BIM-Edit is a task suite that measures LLMs on editing existing BIM files, not just generating new geometry: it focuses on IFC-based models and covers semantic and relational structure as well as geometry. The benchmark contains 324 editing tasks expressed across three instruction categories — direct, spatial, and topological — and uses 11 realistic building models plus 36 synthetic scenes to cover diverse scenarios.

BIM-Edit frames edits as natural-language instructions that require scene understanding, correct modification, and preservation of semantic relations. The authors describe the domain as challenging because building models encode geometry together with semantic and relational structure, so success requires more than geometric correctness.

How well did current LLMs perform on the benchmark?

Across the evaluated LLMs, the top model posts a 49.5% average score when judged on three evaluation dimensions: geometric accuracy, semantic validity, and topological consistency, and no model fully solves more than 3.4% of the 324 tasks. These numbers come directly from the benchmark results reported in the paper.

The evaluation breaks outputs into three dimensions to reflect engineering requirements: geometric accuracy checks shape and placement, semantic validity checks that entities and attributes remain correct, and topological consistency checks relations and connectivity.

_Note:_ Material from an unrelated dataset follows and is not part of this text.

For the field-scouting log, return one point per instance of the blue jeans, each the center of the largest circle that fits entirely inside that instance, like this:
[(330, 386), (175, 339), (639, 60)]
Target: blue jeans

The authors present the aggregate figures above to show there is a substantial gap between current LLM capabilities and the expectations of structured CAD and BIM workflows.

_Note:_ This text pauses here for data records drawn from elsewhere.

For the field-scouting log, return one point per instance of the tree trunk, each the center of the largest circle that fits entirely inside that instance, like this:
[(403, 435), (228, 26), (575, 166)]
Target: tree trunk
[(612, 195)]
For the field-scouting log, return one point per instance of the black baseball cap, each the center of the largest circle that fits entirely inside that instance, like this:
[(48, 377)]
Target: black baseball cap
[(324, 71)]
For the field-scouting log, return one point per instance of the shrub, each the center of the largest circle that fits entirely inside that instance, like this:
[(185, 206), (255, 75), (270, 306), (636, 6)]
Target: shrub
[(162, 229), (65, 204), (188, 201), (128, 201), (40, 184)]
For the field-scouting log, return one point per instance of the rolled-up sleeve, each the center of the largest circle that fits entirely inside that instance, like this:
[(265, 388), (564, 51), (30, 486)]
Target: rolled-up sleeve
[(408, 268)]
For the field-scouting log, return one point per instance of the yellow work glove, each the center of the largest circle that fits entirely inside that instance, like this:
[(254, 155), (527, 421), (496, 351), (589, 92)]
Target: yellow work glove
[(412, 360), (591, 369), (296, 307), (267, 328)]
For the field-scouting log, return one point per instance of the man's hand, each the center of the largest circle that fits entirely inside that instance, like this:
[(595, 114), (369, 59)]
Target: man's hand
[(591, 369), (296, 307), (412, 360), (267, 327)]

Why does this benchmark matter?

BIM-Edit shifts evaluation from generation-only CAD benchmarks to editing existing, semantically rich models, and that change exposes shortcomings current LLMs have with preserving relationships and semantics. The benchmark’s combination of realistic models and synthetic scenes, plus its three-category instruction set, specifically stresses scene-grounded edits where geometry, semantics, and topology interact.

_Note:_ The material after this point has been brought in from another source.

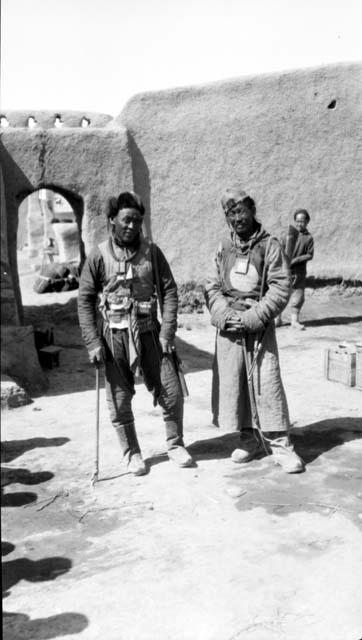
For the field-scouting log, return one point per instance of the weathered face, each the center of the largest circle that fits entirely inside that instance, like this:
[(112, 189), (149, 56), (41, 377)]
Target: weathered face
[(127, 225), (241, 219), (301, 221)]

For practitioners, the results signal that relying on LLMs for IFC edits will likely require additional safeguards or hybrid workflows: the best average score reported is 49.5%, and complete success on tasks is rare, with a maximum of 3.4% fully solved. For researchers, BIM-Edit supplies a concrete, reproducible testbed aimed at closing that gap.

What to watch

Watch for future model evaluations that raise the reported 49.5% average and push the fully-solved rate above 3.4%. Progress on any of the three reported metrics — geometric accuracy, semantic validity, or topological consistency — would be a clear signal that LLMs are becoming more suitable for IFC-based BIM editing.

The dataset and task breakdown in BIM-Edit give researchers a specific baseline: 324 tasks, three instruction categories (direct, spatial, topological), 11 realistic building models, and 36 synthetic scenes. Improvements that are measured against those exact figures will provide a direct comparison to the paper’s findings.

Authors and submission details: the paper, titled "BIM-Edit: Benchmarking Large Language Models for IFC-Based Building Information Modeling," lists Bharathi Kannan Nithyanantham, Clemens Kujat, Tobias Sesterhenn, Stefan Telgmann, Jörn Plönnigs, Stefan Lüdtke, and Christian Bartelt, and was submitted to arXiv on 18 June 2026.